Does anyone know the current research consensus on the idea of adversarial examples being caused by excessive linearity?
This idea was presented in 2014 here:
In a nutshell, the idea is that modern neural nets are piecewise linear before the final sigmoid/softmax layer. As a result, neural networks basically break space into linear subregions. Within a subregion, the model’s responses are linear with respect to the input.
This suggests that adversarial examples are a result of models linearly extrapolating pixel values to unreasonable levels. The authors show how the logit values of a network show a linear response to varying levels of adversarial noise.
This idea is further elaborated on here:
See the church window plots.
So tl;dr the idea is that excessive linearity in neural networks makes them vulnerable to adversarial noise that exploits this linearity.

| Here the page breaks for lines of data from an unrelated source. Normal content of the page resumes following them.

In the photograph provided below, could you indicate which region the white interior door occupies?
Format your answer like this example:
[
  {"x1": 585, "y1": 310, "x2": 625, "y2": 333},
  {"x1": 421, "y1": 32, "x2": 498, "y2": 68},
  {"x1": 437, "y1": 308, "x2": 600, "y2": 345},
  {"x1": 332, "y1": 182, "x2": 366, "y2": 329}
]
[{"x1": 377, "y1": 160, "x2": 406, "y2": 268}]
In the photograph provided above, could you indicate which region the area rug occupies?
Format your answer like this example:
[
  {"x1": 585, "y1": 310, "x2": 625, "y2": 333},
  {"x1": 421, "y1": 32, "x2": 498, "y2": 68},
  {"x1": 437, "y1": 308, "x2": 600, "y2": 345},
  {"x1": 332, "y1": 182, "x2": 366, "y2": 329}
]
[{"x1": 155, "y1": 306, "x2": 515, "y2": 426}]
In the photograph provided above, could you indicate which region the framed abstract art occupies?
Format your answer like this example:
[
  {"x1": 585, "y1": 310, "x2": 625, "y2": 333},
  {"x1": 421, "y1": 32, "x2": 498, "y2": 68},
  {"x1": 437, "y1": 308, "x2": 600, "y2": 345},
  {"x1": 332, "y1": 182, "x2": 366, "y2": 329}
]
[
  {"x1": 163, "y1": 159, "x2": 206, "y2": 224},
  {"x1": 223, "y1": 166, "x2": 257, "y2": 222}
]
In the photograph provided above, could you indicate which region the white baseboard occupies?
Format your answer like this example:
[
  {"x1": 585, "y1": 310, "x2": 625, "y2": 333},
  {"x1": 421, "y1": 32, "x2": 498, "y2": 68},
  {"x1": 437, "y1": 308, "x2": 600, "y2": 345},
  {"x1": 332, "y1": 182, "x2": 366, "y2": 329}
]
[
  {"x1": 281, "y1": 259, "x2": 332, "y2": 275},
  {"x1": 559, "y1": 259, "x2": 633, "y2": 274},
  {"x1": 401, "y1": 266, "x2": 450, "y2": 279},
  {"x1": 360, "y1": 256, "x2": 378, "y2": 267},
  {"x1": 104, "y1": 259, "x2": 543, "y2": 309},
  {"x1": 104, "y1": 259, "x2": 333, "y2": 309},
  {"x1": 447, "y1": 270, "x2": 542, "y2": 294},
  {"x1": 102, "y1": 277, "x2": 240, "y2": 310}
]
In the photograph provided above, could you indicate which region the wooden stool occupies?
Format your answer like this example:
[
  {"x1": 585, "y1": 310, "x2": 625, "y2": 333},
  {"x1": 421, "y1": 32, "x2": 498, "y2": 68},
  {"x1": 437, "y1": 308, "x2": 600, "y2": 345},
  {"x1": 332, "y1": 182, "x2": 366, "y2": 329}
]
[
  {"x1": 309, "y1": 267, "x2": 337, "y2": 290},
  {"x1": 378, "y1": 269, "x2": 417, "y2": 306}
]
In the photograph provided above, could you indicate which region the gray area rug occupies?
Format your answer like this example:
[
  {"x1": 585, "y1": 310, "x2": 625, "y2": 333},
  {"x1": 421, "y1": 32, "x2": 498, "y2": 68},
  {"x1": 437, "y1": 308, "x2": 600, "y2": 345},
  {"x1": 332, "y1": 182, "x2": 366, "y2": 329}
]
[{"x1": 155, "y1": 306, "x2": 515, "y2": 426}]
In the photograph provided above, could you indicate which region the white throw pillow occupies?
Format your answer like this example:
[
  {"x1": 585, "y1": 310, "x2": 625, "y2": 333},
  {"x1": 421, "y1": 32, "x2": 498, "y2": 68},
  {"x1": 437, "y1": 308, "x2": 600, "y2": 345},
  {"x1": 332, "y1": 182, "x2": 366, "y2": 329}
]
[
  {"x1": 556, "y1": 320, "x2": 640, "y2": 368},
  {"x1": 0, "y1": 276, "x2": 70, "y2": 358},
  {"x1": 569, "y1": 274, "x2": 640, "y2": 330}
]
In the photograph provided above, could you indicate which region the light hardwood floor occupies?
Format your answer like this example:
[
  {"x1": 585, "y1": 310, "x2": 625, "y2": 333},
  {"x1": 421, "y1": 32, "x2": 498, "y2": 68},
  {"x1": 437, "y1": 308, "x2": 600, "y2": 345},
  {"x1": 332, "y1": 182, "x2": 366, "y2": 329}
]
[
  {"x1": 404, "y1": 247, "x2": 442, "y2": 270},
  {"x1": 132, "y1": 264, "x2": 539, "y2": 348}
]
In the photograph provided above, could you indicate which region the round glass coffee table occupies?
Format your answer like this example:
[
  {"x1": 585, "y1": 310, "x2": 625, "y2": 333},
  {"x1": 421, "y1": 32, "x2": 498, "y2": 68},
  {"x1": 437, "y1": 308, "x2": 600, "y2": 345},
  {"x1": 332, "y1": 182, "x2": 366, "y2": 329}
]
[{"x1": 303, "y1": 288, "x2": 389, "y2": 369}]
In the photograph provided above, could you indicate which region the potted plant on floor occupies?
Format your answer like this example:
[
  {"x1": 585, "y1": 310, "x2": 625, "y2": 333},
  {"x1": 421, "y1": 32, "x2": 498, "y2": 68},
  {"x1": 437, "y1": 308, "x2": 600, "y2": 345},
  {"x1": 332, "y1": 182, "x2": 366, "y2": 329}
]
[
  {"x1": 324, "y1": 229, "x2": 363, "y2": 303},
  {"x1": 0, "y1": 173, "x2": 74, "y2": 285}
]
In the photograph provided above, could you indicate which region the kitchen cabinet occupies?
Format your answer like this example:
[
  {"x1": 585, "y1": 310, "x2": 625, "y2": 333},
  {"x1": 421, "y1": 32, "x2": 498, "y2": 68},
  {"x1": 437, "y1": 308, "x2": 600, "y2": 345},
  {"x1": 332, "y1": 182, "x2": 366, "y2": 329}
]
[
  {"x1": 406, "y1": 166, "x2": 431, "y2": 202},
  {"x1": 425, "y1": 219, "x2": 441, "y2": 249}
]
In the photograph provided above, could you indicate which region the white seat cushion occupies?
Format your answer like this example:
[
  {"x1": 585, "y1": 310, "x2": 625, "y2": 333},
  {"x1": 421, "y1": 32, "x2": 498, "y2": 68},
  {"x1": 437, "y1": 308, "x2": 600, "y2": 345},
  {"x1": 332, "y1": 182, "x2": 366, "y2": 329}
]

However, there’s research from Deepmind:
Deepmind finds that training on adversarial examples (to reduce model vulnerability to those examples) causes the network to behave more linearly. They frame adversarial training as effectively regularizing the curvature of the model’s decision boundaries.
Deepmind notes that their results contradict the first paper I linked, but they don’t give alternative explanations to the evidence that suggests the problem is linearity.
Does anyone know of research that has followed up on this? Here we have two contradictory understandings of the same phenomenon. I’m surprised I can’t find anything directly testing the two hypothesis, but maybe I’m looking in the wrong place.